У зелья в чаше почти не будет вкуса.
— В тебе есть пламя, молодой mal, — скажет Катасах, протягивая ему кинжал. — Негасимое пламя, что может объять гибельным пожаром целый лес. А может стать жизнью, теплом и светом для тех, кто тебе дорог.
Боли от порезанной ладони не будет тоже — её уже так много, что тело больше не способно вместить в себя ещё.
— Тебе есть ради кого жить, — будет говорить Катасах, когда чёрная кровь оросит огромный камень. — И есть кому жить ради тебя. Помни об этом как о самом главном, как о единственном, что имеет значение.
Константин слышит его словно сквозь толщу воды, и слова блекнут, проходят мимо сознания, когда он чувствует. Чувствует, как по его венам струится сила. Как от боли не остаётся и следа.

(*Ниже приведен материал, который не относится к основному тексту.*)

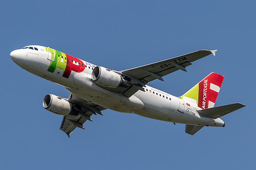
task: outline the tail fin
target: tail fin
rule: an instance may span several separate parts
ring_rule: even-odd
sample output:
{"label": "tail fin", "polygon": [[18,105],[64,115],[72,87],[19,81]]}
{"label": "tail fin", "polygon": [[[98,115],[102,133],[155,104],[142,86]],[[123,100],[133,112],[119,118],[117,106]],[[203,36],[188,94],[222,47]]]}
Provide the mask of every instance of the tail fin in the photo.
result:
{"label": "tail fin", "polygon": [[211,72],[180,98],[195,103],[202,109],[213,107],[224,76]]}

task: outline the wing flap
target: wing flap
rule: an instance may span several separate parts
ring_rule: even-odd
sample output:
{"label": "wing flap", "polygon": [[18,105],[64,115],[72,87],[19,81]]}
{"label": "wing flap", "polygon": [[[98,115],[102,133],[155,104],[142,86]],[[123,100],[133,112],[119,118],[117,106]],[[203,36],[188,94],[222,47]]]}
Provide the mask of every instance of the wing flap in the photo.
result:
{"label": "wing flap", "polygon": [[[212,52],[215,52],[215,53],[214,53]],[[154,63],[125,70],[121,72],[134,79],[143,79],[149,82],[156,79],[156,78],[144,70],[157,74],[160,76],[164,76],[179,69],[177,65],[182,66],[180,68],[185,68],[191,65],[191,62],[211,54],[215,54],[215,52],[216,51],[200,50]],[[176,65],[173,64],[172,63],[175,63]],[[151,78],[147,78],[148,77]]]}
{"label": "wing flap", "polygon": [[203,127],[203,126],[186,125],[186,129],[185,132],[186,133],[193,135],[197,133],[199,130],[202,129]]}
{"label": "wing flap", "polygon": [[[89,117],[91,117],[94,114],[94,112],[100,114],[100,111],[106,109],[102,106],[89,102],[73,93],[70,93],[68,101],[74,105],[81,107],[82,109],[80,111],[83,111],[83,113],[86,114]],[[87,120],[87,118],[79,114],[76,115],[76,114],[71,113],[69,115],[63,116],[59,129],[65,132],[69,137],[70,137],[70,134],[78,127],[77,125],[80,124],[82,126]]]}
{"label": "wing flap", "polygon": [[245,106],[245,105],[242,104],[237,103],[230,105],[199,110],[197,110],[197,112],[203,116],[215,119],[223,116]]}

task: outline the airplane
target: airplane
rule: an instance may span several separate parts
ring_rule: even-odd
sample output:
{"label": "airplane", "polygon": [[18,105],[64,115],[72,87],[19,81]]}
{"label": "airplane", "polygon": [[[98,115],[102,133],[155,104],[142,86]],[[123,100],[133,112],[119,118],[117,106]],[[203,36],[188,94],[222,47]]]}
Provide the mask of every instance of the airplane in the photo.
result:
{"label": "airplane", "polygon": [[68,98],[49,94],[45,109],[63,115],[60,130],[69,137],[78,127],[84,129],[93,114],[106,109],[145,117],[185,124],[194,135],[204,126],[224,127],[220,117],[244,106],[234,103],[214,107],[224,77],[211,72],[183,95],[176,97],[149,86],[154,80],[178,70],[187,71],[191,62],[217,50],[202,50],[126,70],[97,66],[49,47],[28,45],[10,54],[12,61],[28,72],[63,86]]}

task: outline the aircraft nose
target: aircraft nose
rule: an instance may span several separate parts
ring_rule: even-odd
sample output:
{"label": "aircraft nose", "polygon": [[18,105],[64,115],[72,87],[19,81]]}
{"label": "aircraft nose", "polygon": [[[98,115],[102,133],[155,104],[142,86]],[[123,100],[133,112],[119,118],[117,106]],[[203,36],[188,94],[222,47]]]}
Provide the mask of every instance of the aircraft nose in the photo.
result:
{"label": "aircraft nose", "polygon": [[14,62],[16,63],[20,57],[20,52],[18,50],[13,51],[11,54],[10,54],[10,56],[11,56],[12,60]]}

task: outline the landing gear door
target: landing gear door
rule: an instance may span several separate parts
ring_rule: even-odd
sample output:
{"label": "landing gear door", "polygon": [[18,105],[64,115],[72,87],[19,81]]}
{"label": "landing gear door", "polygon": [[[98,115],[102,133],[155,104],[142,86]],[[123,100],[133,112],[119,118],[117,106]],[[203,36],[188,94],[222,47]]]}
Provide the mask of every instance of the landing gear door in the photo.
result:
{"label": "landing gear door", "polygon": [[185,103],[183,100],[181,100],[179,98],[179,109],[178,109],[178,111],[180,112],[184,113],[184,110],[185,109]]}
{"label": "landing gear door", "polygon": [[55,54],[53,50],[50,48],[46,48],[47,53],[48,53],[48,57],[47,59],[49,60],[54,62],[54,58]]}

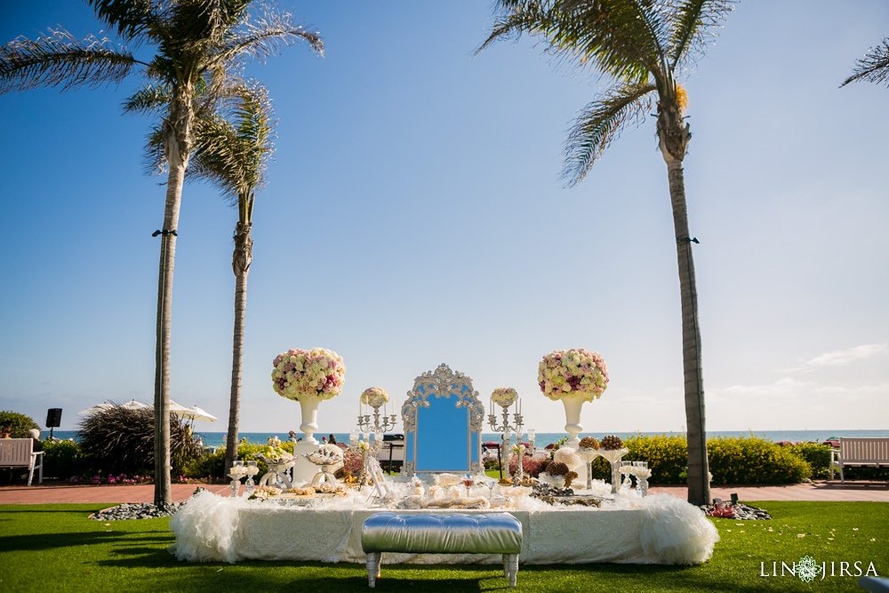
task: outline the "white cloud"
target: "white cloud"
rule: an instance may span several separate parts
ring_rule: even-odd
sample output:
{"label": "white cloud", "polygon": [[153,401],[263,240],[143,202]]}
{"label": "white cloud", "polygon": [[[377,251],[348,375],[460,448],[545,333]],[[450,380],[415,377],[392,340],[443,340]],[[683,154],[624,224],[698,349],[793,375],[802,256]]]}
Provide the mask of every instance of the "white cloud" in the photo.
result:
{"label": "white cloud", "polygon": [[859,360],[889,353],[889,344],[862,344],[846,350],[834,350],[820,354],[803,361],[798,366],[785,369],[783,373],[813,371],[825,366],[845,366]]}

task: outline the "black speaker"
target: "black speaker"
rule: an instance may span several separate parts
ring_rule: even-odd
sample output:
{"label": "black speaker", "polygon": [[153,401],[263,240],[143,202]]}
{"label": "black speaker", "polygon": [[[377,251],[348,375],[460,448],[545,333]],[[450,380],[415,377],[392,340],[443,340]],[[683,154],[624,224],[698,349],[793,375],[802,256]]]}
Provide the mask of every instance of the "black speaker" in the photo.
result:
{"label": "black speaker", "polygon": [[61,426],[61,408],[50,408],[46,411],[46,428]]}

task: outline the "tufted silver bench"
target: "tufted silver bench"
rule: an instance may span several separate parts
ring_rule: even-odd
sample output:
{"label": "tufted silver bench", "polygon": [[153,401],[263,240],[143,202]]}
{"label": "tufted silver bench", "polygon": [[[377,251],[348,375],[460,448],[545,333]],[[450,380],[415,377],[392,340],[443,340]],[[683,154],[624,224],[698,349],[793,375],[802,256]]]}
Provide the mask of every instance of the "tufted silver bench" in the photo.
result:
{"label": "tufted silver bench", "polygon": [[503,576],[516,586],[522,551],[522,523],[509,513],[376,513],[361,526],[367,555],[367,584],[380,576],[382,552],[405,554],[502,554]]}

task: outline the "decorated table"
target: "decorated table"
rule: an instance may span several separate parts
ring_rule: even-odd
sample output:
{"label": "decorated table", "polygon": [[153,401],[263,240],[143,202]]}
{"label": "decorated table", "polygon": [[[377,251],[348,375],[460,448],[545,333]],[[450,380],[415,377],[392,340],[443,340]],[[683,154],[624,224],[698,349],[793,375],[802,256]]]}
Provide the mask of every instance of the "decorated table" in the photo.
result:
{"label": "decorated table", "polygon": [[[325,504],[279,504],[220,497],[203,492],[172,518],[173,553],[180,560],[236,562],[292,560],[364,563],[361,525],[374,513],[364,497],[331,499]],[[704,562],[718,540],[696,507],[667,494],[645,498],[618,493],[602,507],[550,506],[520,497],[517,509],[435,510],[505,511],[522,522],[519,563],[595,562],[692,565]],[[423,513],[429,509],[399,509]],[[497,564],[500,555],[384,553],[383,564]]]}
{"label": "decorated table", "polygon": [[[478,392],[469,377],[453,372],[446,365],[418,376],[401,406],[406,437],[404,465],[398,479],[382,474],[373,454],[378,448],[369,442],[371,428],[375,433],[374,445],[378,445],[383,427],[394,424],[395,415],[382,424],[379,419],[379,407],[388,401],[388,395],[381,388],[364,390],[361,403],[374,409],[374,421],[372,426],[370,414],[364,410],[359,425],[364,430],[364,440],[351,443],[352,454],[363,452],[359,457],[362,469],[357,477],[348,475],[348,484],[339,483],[332,473],[337,464],[344,462],[344,453],[336,445],[322,445],[312,437],[318,429],[318,405],[341,391],[345,373],[342,358],[324,349],[292,349],[278,355],[273,366],[275,391],[300,405],[303,421],[300,428],[306,437],[294,447],[292,455],[276,444],[269,444],[260,458],[269,472],[255,490],[248,480],[250,498],[222,497],[205,491],[192,497],[170,522],[176,535],[171,551],[180,560],[364,563],[362,525],[375,513],[385,511],[406,515],[509,513],[522,525],[518,557],[522,565],[693,565],[708,560],[719,539],[716,527],[697,507],[667,494],[645,496],[651,470],[644,461],[619,465],[629,452],[620,438],[609,436],[601,443],[590,437],[578,438],[582,428],[582,404],[598,398],[608,383],[607,368],[597,353],[575,349],[557,350],[543,357],[538,369],[541,390],[565,405],[565,431],[570,437],[565,446],[555,452],[538,481],[525,480],[519,469],[513,482],[502,480],[505,484],[499,485],[483,471],[485,409]],[[492,394],[492,407],[496,403],[503,408],[505,451],[509,451],[510,430],[522,427],[517,399],[511,388],[498,388]],[[513,405],[517,410],[510,423],[509,408]],[[493,415],[489,420],[493,425]],[[521,463],[525,447],[521,435],[517,437],[517,453]],[[357,441],[356,437],[350,440]],[[530,440],[533,449],[533,439]],[[589,464],[597,456],[612,464],[611,484],[591,479]],[[252,465],[255,469],[255,462]],[[628,477],[619,487],[621,468]],[[292,471],[292,478],[288,469]],[[581,472],[587,479],[585,487],[581,485],[582,478],[578,481],[575,488],[584,492],[577,493],[571,489],[572,481],[581,477]],[[249,474],[249,468],[231,469],[233,493],[238,492],[244,473]],[[629,475],[637,478],[635,493],[630,491]],[[461,484],[465,490],[458,487]],[[436,548],[441,549],[445,549]],[[372,551],[381,551],[383,564],[503,561],[501,554]]]}

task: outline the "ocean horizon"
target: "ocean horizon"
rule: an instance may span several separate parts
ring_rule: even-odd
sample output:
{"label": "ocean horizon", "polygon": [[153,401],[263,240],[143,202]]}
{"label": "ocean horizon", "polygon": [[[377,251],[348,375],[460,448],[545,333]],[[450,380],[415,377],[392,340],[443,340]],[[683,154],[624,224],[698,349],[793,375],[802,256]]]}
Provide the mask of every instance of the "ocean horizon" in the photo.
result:
{"label": "ocean horizon", "polygon": [[[46,438],[49,437],[49,431],[44,431],[41,433],[42,438]],[[209,446],[220,446],[225,441],[223,437],[226,435],[224,431],[222,432],[204,432],[197,430],[195,432],[196,436],[200,436],[204,441],[204,445]],[[329,437],[331,433],[315,433],[316,438],[319,441],[322,437]],[[348,433],[345,432],[334,432],[332,433],[336,437],[337,441],[340,443],[348,443]],[[399,431],[395,431],[387,434],[402,434]],[[681,432],[672,432],[672,431],[657,431],[657,430],[646,430],[646,431],[637,431],[637,432],[584,432],[581,433],[580,437],[595,437],[597,438],[602,438],[603,437],[613,434],[617,435],[621,438],[626,438],[628,437],[632,437],[636,434],[643,435],[679,435],[685,434]],[[276,432],[241,432],[238,434],[238,438],[246,438],[248,443],[266,443],[269,437],[277,437],[281,440],[287,439],[288,433],[281,433],[279,431]],[[754,437],[758,437],[760,438],[771,440],[774,443],[780,443],[781,441],[791,441],[791,442],[802,442],[802,443],[822,443],[830,437],[845,437],[845,438],[889,438],[889,429],[885,430],[717,430],[717,431],[708,431],[707,437],[714,438],[717,437],[748,437],[753,435]],[[296,433],[297,437],[301,437],[302,433]],[[564,432],[543,432],[537,433],[535,438],[535,445],[537,447],[545,447],[550,443],[556,443],[561,440],[566,436]],[[77,431],[76,430],[54,430],[53,437],[56,438],[60,438],[62,440],[74,439],[77,440]],[[499,441],[501,435],[499,433],[493,432],[483,432],[482,441]],[[515,435],[513,435],[515,440]],[[525,440],[527,440],[527,435],[525,435]]]}

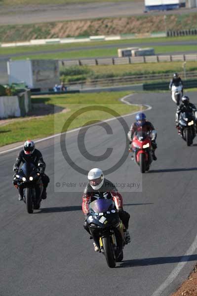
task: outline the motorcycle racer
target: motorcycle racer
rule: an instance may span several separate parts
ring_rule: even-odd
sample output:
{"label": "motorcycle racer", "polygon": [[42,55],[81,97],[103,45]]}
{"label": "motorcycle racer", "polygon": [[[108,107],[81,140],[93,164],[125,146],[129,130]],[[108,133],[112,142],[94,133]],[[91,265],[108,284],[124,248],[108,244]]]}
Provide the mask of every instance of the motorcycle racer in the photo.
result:
{"label": "motorcycle racer", "polygon": [[157,158],[155,154],[155,151],[157,148],[156,144],[157,132],[153,124],[150,121],[146,120],[146,116],[144,113],[138,113],[135,117],[136,120],[131,126],[127,135],[130,141],[129,149],[131,148],[133,136],[135,132],[142,131],[145,132],[151,132],[152,135],[151,143],[153,147],[153,158],[157,160]]}
{"label": "motorcycle racer", "polygon": [[197,109],[193,104],[190,103],[190,98],[187,96],[184,96],[181,99],[182,104],[181,104],[178,108],[176,112],[176,127],[178,130],[179,134],[181,134],[181,131],[179,128],[179,121],[180,115],[184,112],[188,112],[194,113],[196,118],[196,130],[197,132]]}
{"label": "motorcycle racer", "polygon": [[[42,155],[39,150],[35,148],[35,144],[31,140],[25,141],[23,149],[19,152],[17,156],[13,167],[13,170],[15,173],[17,173],[19,169],[19,166],[21,162],[23,164],[25,162],[31,163],[39,169],[43,186],[42,198],[42,199],[45,199],[46,198],[46,189],[49,182],[49,178],[44,174],[46,164],[43,159]],[[13,182],[13,184],[14,186],[16,186],[16,183],[14,181]],[[19,193],[18,199],[19,200],[22,200],[23,190],[20,187],[18,188],[18,190]]]}
{"label": "motorcycle racer", "polygon": [[[125,242],[130,242],[129,232],[128,231],[130,215],[123,210],[122,197],[118,193],[115,185],[104,177],[103,172],[100,169],[94,168],[89,172],[89,182],[85,188],[82,196],[82,210],[85,215],[83,222],[84,229],[89,233],[87,223],[87,215],[89,213],[89,204],[96,199],[112,199],[115,203],[120,220],[126,229]],[[94,242],[94,250],[99,251]]]}

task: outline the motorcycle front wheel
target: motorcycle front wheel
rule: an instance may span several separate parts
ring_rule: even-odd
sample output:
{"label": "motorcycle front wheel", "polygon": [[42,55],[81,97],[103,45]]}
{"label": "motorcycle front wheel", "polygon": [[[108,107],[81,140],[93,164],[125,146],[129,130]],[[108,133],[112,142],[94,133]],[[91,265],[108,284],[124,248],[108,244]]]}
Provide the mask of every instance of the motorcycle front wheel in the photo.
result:
{"label": "motorcycle front wheel", "polygon": [[25,200],[27,212],[29,214],[32,214],[34,212],[34,204],[31,188],[26,188],[25,189]]}
{"label": "motorcycle front wheel", "polygon": [[115,258],[114,257],[112,246],[110,236],[102,238],[103,249],[107,263],[109,267],[116,266]]}

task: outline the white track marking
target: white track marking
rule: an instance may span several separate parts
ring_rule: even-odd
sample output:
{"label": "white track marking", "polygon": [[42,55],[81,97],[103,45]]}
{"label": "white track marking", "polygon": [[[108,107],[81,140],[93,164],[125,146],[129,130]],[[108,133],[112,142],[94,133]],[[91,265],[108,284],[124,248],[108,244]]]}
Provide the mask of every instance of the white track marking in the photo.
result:
{"label": "white track marking", "polygon": [[[164,290],[176,278],[181,269],[184,267],[187,261],[185,261],[185,256],[188,257],[188,259],[197,249],[197,234],[195,239],[185,254],[181,258],[180,262],[177,266],[172,270],[172,272],[167,277],[166,279],[158,288],[153,293],[152,296],[159,296]],[[182,261],[185,260],[185,262]]]}
{"label": "white track marking", "polygon": [[[126,104],[129,105],[139,106],[140,105],[143,105],[143,106],[145,106],[147,108],[147,109],[146,109],[146,111],[148,111],[148,110],[150,110],[152,109],[152,107],[151,106],[150,106],[149,105],[145,105],[145,104],[132,104],[128,102],[127,102],[126,101],[125,101],[125,100],[128,98],[129,97],[130,97],[132,95],[133,95],[133,94],[127,95],[127,96],[123,97],[123,98],[122,98],[120,99],[121,102],[122,102],[122,103],[124,103],[124,104]],[[133,115],[134,114],[136,114],[137,113],[138,113],[138,112],[139,112],[139,111],[137,111],[136,112],[133,112],[132,113],[130,113],[129,114],[127,114],[126,115],[122,115],[118,116],[117,117],[113,117],[112,118],[109,118],[109,119],[106,119],[105,120],[102,120],[102,122],[107,122],[108,121],[111,121],[111,120],[114,120],[115,119],[117,119],[117,118],[119,118],[121,117],[127,117],[128,116],[130,116],[131,115]],[[85,126],[82,128],[78,127],[77,128],[75,128],[74,129],[71,130],[66,132],[65,133],[62,133],[62,134],[64,134],[66,133],[69,134],[70,133],[73,133],[74,132],[79,131],[79,130],[81,129],[81,128],[84,128],[85,127],[87,127],[87,126],[92,126],[93,125],[95,125],[95,124],[96,124],[96,123],[93,123],[92,124],[90,124],[88,126]],[[34,142],[35,143],[39,143],[39,142],[42,142],[43,141],[46,141],[47,140],[49,140],[50,139],[52,139],[53,138],[55,138],[56,137],[59,137],[61,134],[62,134],[62,133],[56,134],[55,135],[52,135],[52,136],[49,136],[49,137],[46,137],[46,138],[43,138],[42,139],[40,139],[39,140],[37,140],[36,141],[34,141]],[[17,146],[17,147],[14,147],[14,148],[11,148],[10,149],[4,150],[4,151],[1,151],[1,152],[0,152],[0,154],[7,153],[8,152],[11,152],[11,151],[14,151],[15,150],[17,150],[18,149],[19,149],[19,148],[22,148],[22,147],[23,147],[23,145],[20,145],[20,146]]]}

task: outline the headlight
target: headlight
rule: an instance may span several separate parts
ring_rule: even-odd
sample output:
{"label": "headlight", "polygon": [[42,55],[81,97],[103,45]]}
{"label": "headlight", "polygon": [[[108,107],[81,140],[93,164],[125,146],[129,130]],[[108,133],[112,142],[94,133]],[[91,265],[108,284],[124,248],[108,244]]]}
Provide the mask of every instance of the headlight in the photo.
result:
{"label": "headlight", "polygon": [[132,145],[136,148],[140,148],[140,147],[139,146],[139,145],[136,144],[136,143],[132,143]]}
{"label": "headlight", "polygon": [[194,124],[194,120],[192,120],[192,121],[190,121],[190,122],[188,122],[188,125],[192,125]]}
{"label": "headlight", "polygon": [[149,143],[147,143],[147,144],[145,144],[145,145],[143,146],[143,148],[148,148],[149,147],[150,147],[150,144],[149,144]]}

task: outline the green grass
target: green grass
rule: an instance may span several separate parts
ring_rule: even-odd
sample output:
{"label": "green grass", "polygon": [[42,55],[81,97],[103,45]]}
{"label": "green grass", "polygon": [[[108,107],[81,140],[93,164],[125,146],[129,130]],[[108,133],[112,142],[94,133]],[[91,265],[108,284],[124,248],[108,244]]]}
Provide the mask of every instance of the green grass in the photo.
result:
{"label": "green grass", "polygon": [[[138,111],[139,110],[139,107],[128,106],[118,101],[119,98],[130,93],[130,91],[103,92],[34,98],[32,99],[33,103],[44,102],[67,108],[69,111],[66,113],[46,115],[41,118],[18,121],[17,124],[16,123],[11,123],[0,127],[0,147],[25,141],[27,138],[35,139],[60,132],[66,120],[74,112],[84,106],[90,106],[90,104],[106,105],[120,115]],[[93,119],[103,120],[111,117],[112,116],[103,112],[92,111],[86,112],[74,120],[69,129],[80,127]]]}
{"label": "green grass", "polygon": [[[196,45],[166,45],[166,46],[152,46],[155,48],[156,54],[166,53],[168,52],[184,52],[187,53],[190,51],[196,51]],[[102,58],[118,56],[117,50],[118,47],[114,48],[101,48],[95,49],[84,49],[81,50],[74,50],[67,52],[56,52],[54,53],[42,53],[37,54],[28,54],[27,55],[13,57],[13,60],[21,60],[27,58],[39,59],[75,59],[86,58]]]}
{"label": "green grass", "polygon": [[[130,76],[142,74],[171,73],[183,71],[182,62],[147,63],[127,65],[75,66],[61,68],[62,76],[65,78],[82,75],[86,78],[102,78],[118,76]],[[197,71],[197,62],[187,62],[186,71]]]}
{"label": "green grass", "polygon": [[[115,45],[116,50],[119,48],[123,44],[129,44],[130,46],[132,47],[133,45],[135,46],[136,43],[145,43],[147,42],[152,42],[153,44],[152,46],[154,46],[154,43],[157,42],[170,42],[170,41],[189,41],[192,40],[197,40],[197,36],[187,36],[184,37],[162,37],[162,38],[138,38],[138,39],[125,39],[119,40],[113,40],[113,41],[91,41],[91,42],[75,42],[73,43],[68,44],[53,44],[48,45],[34,45],[34,46],[17,46],[17,47],[0,47],[0,55],[9,55],[9,54],[14,54],[19,53],[26,53],[30,52],[34,52],[36,54],[37,52],[42,51],[52,51],[52,50],[58,50],[61,49],[69,49],[69,48],[76,48],[76,51],[78,47],[88,47],[89,46],[97,46],[98,45],[102,46],[107,45]],[[143,45],[142,45],[143,46]],[[162,45],[163,46],[163,45]],[[156,45],[157,46],[157,45]],[[175,46],[176,48],[177,46]],[[117,54],[117,52],[116,53]]]}

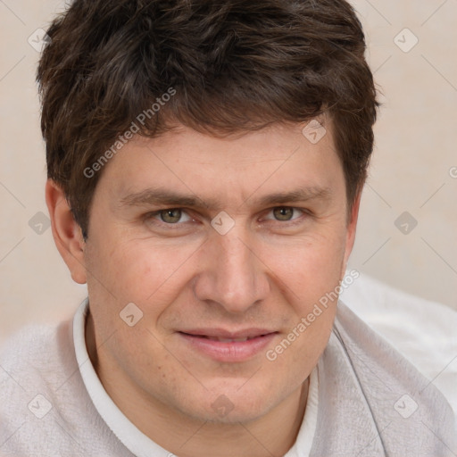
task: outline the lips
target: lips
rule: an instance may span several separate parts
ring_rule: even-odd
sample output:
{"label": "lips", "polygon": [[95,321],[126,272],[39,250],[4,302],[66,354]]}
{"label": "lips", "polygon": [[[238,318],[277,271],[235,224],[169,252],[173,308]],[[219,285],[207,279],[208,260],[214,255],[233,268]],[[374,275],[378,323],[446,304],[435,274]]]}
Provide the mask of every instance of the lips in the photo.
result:
{"label": "lips", "polygon": [[269,330],[266,328],[245,328],[244,330],[237,331],[229,331],[223,328],[195,328],[186,331],[181,330],[179,333],[190,335],[191,337],[208,338],[212,341],[231,343],[247,341],[277,332],[276,330]]}
{"label": "lips", "polygon": [[187,350],[218,361],[240,362],[252,359],[265,349],[278,332],[267,328],[228,331],[221,328],[198,328],[179,331]]}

А потом начинается хаос. С неба начинают сыпаться горящие камни, убивая и разбрасывая сопровождающих солдат. И приходит чудовище.
Катасах называет его Винбарром, Верховным Королём, Наивысочайшим. Катасах не защищается. Не защищается, но защищает его — чужака, renaigse[2]. Защищает от этого страшного человека. Человека ли?..
— Не показывай страха. Всё скоро закончится. Распорядись мудро тем, что останется тебе, молодой mal, — это последнее, что он слышит от Катасаха, прежде чем огромный полыхающий валун разбивает целителю грудь, крошит рёбра, оставляя лишь жуткую воронку из горелой плоти там, где ещё минуту назад билось живое сердце.
Потом говорит Винбарр. Кажется, он что-то пытается объяснить, а может просто ведёт безумные беседы с самим собой — Константин слышит слишком мало знакомых слов языка Тир-Фради, а от слабости и ужаса они и вовсе сливаются для него в хриплое воронье карканье. Но одно он понимает точно: этот монстр намерен его убить. Живьём погрести под грудой камней, которые уже кружатся в воздухе, подобно листьям, повинуясь небрежным движениям рук Верховного Короля.